Naczelny Sąd Administracyjny oddalił skargę kasacyjną dotyczącą interpretacji przepisów ustawy o CIT.
We wniosku o interpretację spółka zapytała m.in., czy wynagrodzenie, jakie będzie musiała zapłacić generalnemu wykonawcy autostrady za dodatkowe prace, stanowić będzie dla niej bezpośredni koszt uzyskania przychodu. Konkretnie chodziło o wydatki związane z budową dodatkowych przejść dla zwierząt.
Firma wyjaśniła, że dodatkowe przejścia nie były uwzględniane podczas zawierania umowy koncesyjnej, a co za tym idzie – ich koszt nie został przewidziany w ryczałtowych kosztach budowy autostrady. Realizacja przejść była wynikiem rozmów przeprowadzonych z organizacjami ekologicznymi.
Spółka uważała, że opisany wydatek będzie stanowić dla niej bezpośredni koszt uzyskania przychodu.
Niestety, fiskus nie potwierdził tego stanowiska.
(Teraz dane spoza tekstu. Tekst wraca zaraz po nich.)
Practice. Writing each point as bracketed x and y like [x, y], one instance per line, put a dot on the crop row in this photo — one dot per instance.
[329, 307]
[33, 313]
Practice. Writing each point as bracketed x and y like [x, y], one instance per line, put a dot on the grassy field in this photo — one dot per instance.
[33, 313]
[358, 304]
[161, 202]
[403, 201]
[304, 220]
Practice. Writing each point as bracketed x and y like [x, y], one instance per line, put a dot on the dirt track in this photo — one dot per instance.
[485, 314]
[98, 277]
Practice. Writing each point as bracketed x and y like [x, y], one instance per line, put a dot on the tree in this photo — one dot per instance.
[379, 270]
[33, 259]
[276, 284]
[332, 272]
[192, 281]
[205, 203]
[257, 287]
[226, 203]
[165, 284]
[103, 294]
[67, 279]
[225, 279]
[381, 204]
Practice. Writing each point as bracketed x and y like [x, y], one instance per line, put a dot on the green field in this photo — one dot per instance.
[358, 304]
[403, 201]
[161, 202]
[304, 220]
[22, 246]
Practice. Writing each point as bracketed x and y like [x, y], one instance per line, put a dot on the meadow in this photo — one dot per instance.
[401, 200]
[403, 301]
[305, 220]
Jego zdaniem wydatki związane z budową dodatkowych przejść dla zwierząt, jako że są związane z prowadzoną inwestycją, stanowią koszt wytworzenia środka trwałego i wpływają na jego wartość początkową. Dlatego nie mogą być kosztem bezpośrednim, ale podlegają rozliczeniu przez odpisy amortyzacyjne.
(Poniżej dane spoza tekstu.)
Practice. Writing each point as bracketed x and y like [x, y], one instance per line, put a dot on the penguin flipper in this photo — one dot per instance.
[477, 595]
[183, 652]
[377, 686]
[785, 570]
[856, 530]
Spółka zaskarżyła interpretację, ale przegrała. Oddalając jej skargę, Wojewódzki Sąd Administracyjny w Gdańsku zgodził się z fiskusem, że sekcje autostrady (wchodzące w skład poszczególnych etapów) przekazywane sukcesywnie do użytkowania stanowią dla spółki środki trwałe podlegające amortyzacji podatkowej. Do tej kategorii należy zaliczyć również sporne przejścia dla zwierząt.
Takiego samego zdania był Naczelny Sąd Administracyjny. Jak podkreślała sędzia NSA Małgorzata Wolf-Kalamala, autostrada jest środkiem trwałym, tak samo jak związane z nią przejścia dla zwierząt. A skoro tak, to wydatki z nimi związane mogą być rozliczane w koszty przez amortyzację.
Wyrok jest prawomocny.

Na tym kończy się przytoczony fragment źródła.